Gym Jiminy, and especially the pipeline design tools, have been heavily refactored to improves performance. The keystone was to share references to avoid copies and memory allocations as such as possible. It also removes automatic clamping of actions/observations. It is up to the user to re-enable it, e.g. using gym wrappers. In addition, the efficiency of computationally demanding gym space helpers and provided PID controller block have been greatly enhanced. 3 times speed-up is to be expected.
Improvements:
* [core/python] Add extra parameter to convertToPython to return either reference or copy.
* [python|gym] Add unsafe set handle for controller to avoid of the cost of handling initialization separately.
* [gym] Refactor observation block chaining to use references for efficiency.
* [gym] Refactor GoalEnv to make it easier to use.
Bug fixes:
* [core] Fix segfault in some cases when 'start' method fails.
Miscellaneous:
* [core] Print error and warning messages on stderr instead of stdout.
* [core] Always remove robot lock when calling Engine.Stop.
* [core/python] Preserve constness of systemState Python bindings.
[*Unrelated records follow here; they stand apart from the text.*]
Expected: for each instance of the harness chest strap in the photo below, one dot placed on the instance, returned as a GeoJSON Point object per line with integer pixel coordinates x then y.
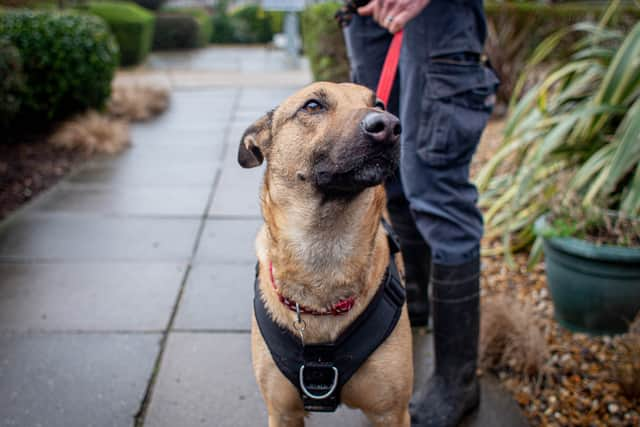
{"type": "Point", "coordinates": [319, 371]}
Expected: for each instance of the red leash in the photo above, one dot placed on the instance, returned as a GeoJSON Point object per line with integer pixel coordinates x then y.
{"type": "Point", "coordinates": [390, 68]}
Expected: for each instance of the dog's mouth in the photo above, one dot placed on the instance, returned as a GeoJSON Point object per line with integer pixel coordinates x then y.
{"type": "Point", "coordinates": [355, 170]}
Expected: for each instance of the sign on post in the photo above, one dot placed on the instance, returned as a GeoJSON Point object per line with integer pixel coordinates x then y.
{"type": "Point", "coordinates": [283, 5]}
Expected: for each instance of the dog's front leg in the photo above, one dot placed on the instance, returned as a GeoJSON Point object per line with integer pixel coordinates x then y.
{"type": "Point", "coordinates": [399, 418]}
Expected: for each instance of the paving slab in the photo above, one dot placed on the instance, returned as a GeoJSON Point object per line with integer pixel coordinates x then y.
{"type": "Point", "coordinates": [152, 201]}
{"type": "Point", "coordinates": [63, 380]}
{"type": "Point", "coordinates": [151, 139]}
{"type": "Point", "coordinates": [207, 379]}
{"type": "Point", "coordinates": [153, 174]}
{"type": "Point", "coordinates": [263, 100]}
{"type": "Point", "coordinates": [88, 296]}
{"type": "Point", "coordinates": [90, 237]}
{"type": "Point", "coordinates": [217, 297]}
{"type": "Point", "coordinates": [198, 110]}
{"type": "Point", "coordinates": [228, 242]}
{"type": "Point", "coordinates": [237, 193]}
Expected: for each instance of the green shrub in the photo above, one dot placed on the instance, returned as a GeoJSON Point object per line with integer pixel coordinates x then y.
{"type": "Point", "coordinates": [175, 31]}
{"type": "Point", "coordinates": [222, 28]}
{"type": "Point", "coordinates": [151, 4]}
{"type": "Point", "coordinates": [323, 43]}
{"type": "Point", "coordinates": [247, 24]}
{"type": "Point", "coordinates": [251, 24]}
{"type": "Point", "coordinates": [516, 29]}
{"type": "Point", "coordinates": [572, 139]}
{"type": "Point", "coordinates": [131, 24]}
{"type": "Point", "coordinates": [203, 19]}
{"type": "Point", "coordinates": [68, 61]}
{"type": "Point", "coordinates": [11, 82]}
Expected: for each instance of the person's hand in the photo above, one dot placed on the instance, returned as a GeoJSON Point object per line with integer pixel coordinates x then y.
{"type": "Point", "coordinates": [393, 14]}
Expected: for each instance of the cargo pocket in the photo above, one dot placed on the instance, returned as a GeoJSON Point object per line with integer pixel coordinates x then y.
{"type": "Point", "coordinates": [457, 101]}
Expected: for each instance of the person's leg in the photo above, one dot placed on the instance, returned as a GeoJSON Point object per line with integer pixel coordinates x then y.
{"type": "Point", "coordinates": [446, 99]}
{"type": "Point", "coordinates": [367, 45]}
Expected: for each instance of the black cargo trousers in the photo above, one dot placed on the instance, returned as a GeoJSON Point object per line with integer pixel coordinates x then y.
{"type": "Point", "coordinates": [443, 95]}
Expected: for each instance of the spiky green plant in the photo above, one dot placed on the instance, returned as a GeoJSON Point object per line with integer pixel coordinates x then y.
{"type": "Point", "coordinates": [576, 132]}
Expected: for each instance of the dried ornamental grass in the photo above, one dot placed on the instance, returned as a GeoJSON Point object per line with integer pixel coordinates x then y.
{"type": "Point", "coordinates": [510, 339]}
{"type": "Point", "coordinates": [92, 132]}
{"type": "Point", "coordinates": [136, 102]}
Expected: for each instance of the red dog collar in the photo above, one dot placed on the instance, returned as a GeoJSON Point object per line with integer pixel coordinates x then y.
{"type": "Point", "coordinates": [341, 307]}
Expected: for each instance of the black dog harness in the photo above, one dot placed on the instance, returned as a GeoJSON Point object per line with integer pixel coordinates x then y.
{"type": "Point", "coordinates": [319, 371]}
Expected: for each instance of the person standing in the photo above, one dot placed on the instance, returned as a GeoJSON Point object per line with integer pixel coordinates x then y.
{"type": "Point", "coordinates": [444, 95]}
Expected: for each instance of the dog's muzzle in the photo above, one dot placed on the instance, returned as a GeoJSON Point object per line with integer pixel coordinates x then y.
{"type": "Point", "coordinates": [364, 160]}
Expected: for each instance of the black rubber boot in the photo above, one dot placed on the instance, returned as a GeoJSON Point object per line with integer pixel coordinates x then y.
{"type": "Point", "coordinates": [416, 256]}
{"type": "Point", "coordinates": [453, 390]}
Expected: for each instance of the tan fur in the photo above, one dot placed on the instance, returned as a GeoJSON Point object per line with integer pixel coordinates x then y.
{"type": "Point", "coordinates": [323, 251]}
{"type": "Point", "coordinates": [92, 132]}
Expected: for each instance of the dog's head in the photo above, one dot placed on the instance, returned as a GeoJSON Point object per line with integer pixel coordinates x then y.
{"type": "Point", "coordinates": [332, 139]}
* [gym] Use np.core.umath.* directly in helper methods for efficiency.
* [gym] Reorder branches in helper methods to find most frequent case first.
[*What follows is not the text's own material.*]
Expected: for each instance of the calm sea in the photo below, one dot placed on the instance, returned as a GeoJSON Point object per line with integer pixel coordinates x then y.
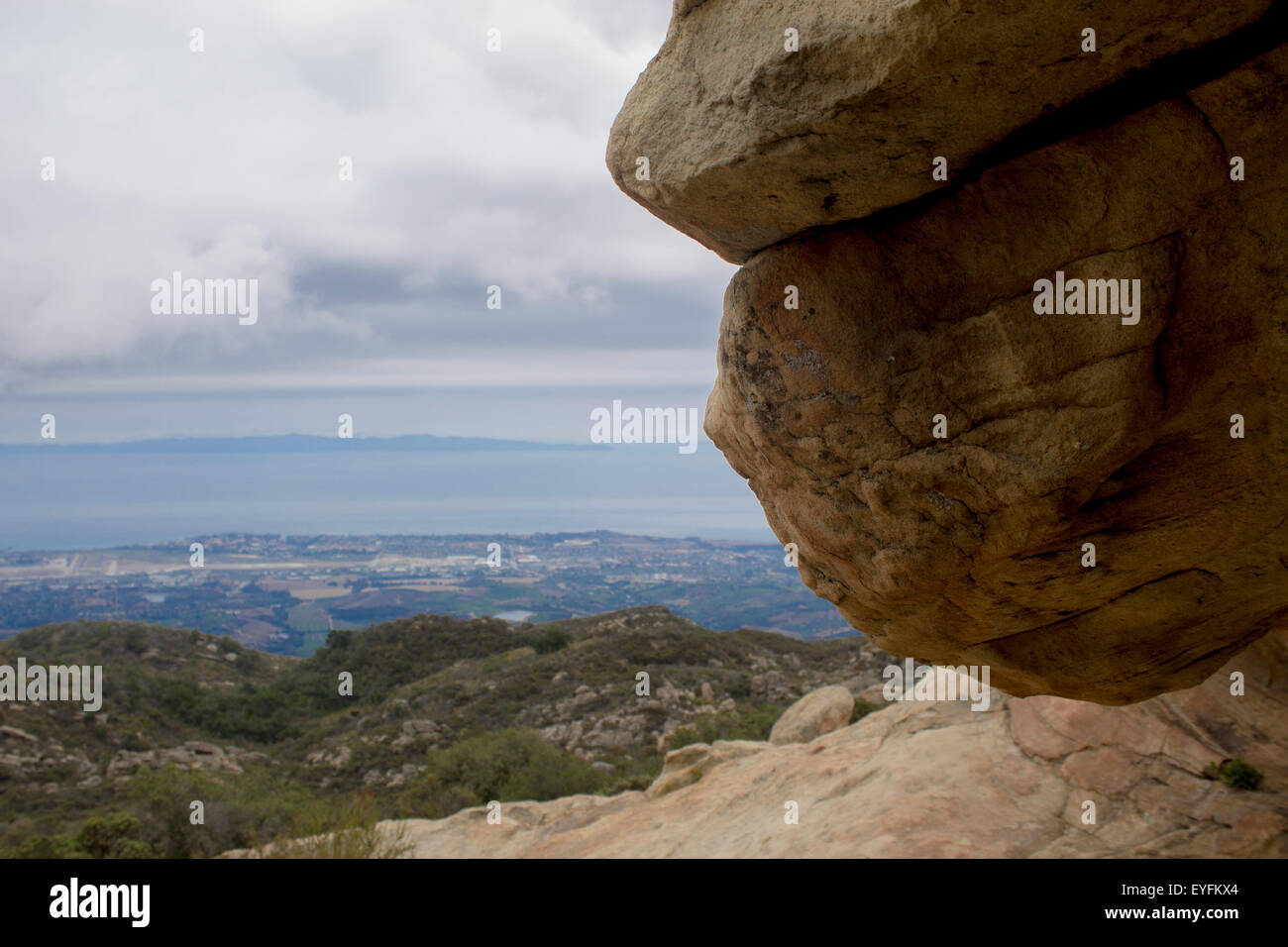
{"type": "Point", "coordinates": [99, 500]}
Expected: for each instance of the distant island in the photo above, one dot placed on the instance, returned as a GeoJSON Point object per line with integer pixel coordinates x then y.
{"type": "Point", "coordinates": [295, 444]}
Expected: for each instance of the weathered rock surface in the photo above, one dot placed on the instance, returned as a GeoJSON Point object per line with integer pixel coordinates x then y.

* [gym] Add engine/stepper_state/system_state/sensors_state proxies to speed-up attribute lookup.
* [gym] Use 'dict/{}' instead of OrderedDict in 'step' method and calles for efficiency.
* [gym] Observe state as a dict instead of array to avoid memory allocation.
* [gym] Do not clip observation/action by default for efficiency.
* [gym] Pre-compiled PID law for efficiency.
* [gym] Rename _clamp in clip for consistency with numpy.
* [gym] No longer use 'encoder.fieldnames' to define state and pid target fields.